Un week-end en famille de François Marchand, Cynisme lourdingue

« Au début, c’était juste un week-end en Samousse. Dans la famille de ma femme. […] Je venais de me marier avec Aurélie à Las Vegas, dans la foulée d’une perte monumentale au poker, en me disant qu’il valait mieux rassembler toutes les conneries possibles sur un seul jour ».

Voilà qui donne d’emblée le ton. Le narrateur est un Parisien fraîchement marié et désabusé de tout. Rien ne l’intéresse, tout l’irrite, même Aurélie, dont il est pourtant censé être amoureux.
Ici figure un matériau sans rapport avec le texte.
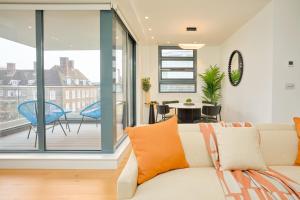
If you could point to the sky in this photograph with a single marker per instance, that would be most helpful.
(87, 61)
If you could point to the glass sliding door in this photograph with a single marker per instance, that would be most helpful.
(130, 81)
(18, 120)
(72, 80)
(124, 78)
(121, 80)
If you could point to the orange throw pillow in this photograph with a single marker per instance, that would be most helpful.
(297, 125)
(157, 148)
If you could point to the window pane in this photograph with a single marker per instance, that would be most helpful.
(177, 75)
(177, 87)
(121, 79)
(130, 45)
(177, 64)
(72, 80)
(17, 80)
(176, 53)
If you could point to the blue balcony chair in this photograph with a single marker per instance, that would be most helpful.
(53, 113)
(92, 111)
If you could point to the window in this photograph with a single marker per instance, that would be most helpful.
(67, 106)
(73, 94)
(52, 95)
(177, 70)
(17, 68)
(11, 93)
(67, 94)
(71, 60)
(56, 54)
(73, 107)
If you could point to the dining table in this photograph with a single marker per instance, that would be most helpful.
(187, 113)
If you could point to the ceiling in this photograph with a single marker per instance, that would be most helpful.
(215, 20)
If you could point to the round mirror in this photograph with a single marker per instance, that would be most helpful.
(235, 68)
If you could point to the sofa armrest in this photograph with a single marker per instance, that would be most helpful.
(127, 181)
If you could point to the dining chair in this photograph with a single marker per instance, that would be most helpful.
(162, 110)
(211, 113)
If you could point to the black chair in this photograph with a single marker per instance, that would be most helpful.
(211, 113)
(169, 102)
(162, 110)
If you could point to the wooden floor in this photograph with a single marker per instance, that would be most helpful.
(60, 184)
(89, 138)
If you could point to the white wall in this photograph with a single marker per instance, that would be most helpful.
(267, 41)
(252, 99)
(286, 103)
(148, 66)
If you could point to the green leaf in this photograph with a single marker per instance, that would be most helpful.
(211, 87)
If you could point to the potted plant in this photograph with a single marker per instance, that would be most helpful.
(211, 88)
(146, 85)
(188, 102)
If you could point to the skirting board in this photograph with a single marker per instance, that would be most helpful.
(63, 161)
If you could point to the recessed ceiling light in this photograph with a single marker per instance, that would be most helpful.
(191, 28)
(191, 46)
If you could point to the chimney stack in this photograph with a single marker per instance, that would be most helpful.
(64, 62)
(11, 68)
(71, 64)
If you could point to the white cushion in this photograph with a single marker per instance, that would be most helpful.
(194, 145)
(239, 148)
(189, 184)
(292, 172)
(279, 143)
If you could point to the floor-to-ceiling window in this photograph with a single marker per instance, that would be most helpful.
(50, 65)
(72, 79)
(124, 47)
(17, 80)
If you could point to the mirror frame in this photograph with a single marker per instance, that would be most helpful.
(240, 67)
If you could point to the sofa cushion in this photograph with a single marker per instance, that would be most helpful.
(194, 145)
(190, 183)
(157, 148)
(297, 125)
(239, 149)
(279, 144)
(292, 172)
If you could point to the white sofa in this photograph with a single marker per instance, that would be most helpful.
(279, 146)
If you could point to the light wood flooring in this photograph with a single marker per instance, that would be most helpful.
(89, 138)
(60, 184)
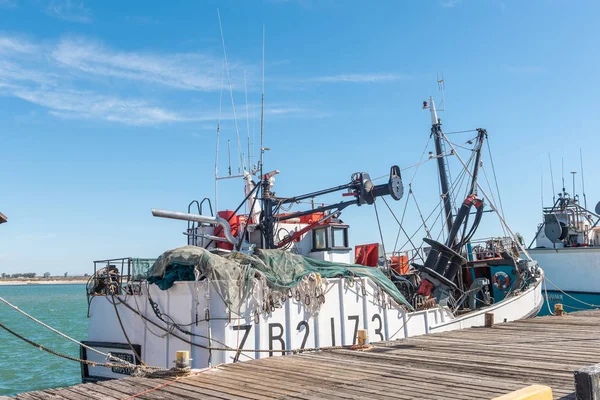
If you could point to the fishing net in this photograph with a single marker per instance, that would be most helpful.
(235, 274)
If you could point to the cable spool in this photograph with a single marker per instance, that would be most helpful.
(501, 280)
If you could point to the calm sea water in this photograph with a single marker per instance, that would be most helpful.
(22, 366)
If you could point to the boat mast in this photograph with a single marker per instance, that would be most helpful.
(436, 132)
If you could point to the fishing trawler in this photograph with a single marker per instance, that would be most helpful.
(271, 282)
(567, 242)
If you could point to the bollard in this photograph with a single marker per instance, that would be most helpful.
(489, 320)
(182, 359)
(587, 383)
(363, 337)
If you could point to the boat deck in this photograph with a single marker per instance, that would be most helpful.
(476, 363)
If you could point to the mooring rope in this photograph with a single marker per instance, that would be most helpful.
(568, 295)
(108, 356)
(56, 353)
Que dire alors de sa famille, qu’il doit rencontrer !

D’abord, ces ploucs habitent au bout du monde, en Samousse, une région qu’on serait bien incapable de situer sur une carte. Et puis il s’avère qu’ils sont aussi bêtes et obtus que ce à quoi il s’attendait, voire plus encore… Les deux jours qui se profilent promettent d’être longs pour cet homme impulsif qui ne peut s’empêcher de donner son avis – négatif, s’entend – sur tout et sur tous. Il est, qui plus est, d’une agressivité verbale hallucinante et alterne exaltation forcée, comme folle, et moments dépressifs, carburant au Zolpidem et à l’alcool (un mélange pas vraiment conseillé).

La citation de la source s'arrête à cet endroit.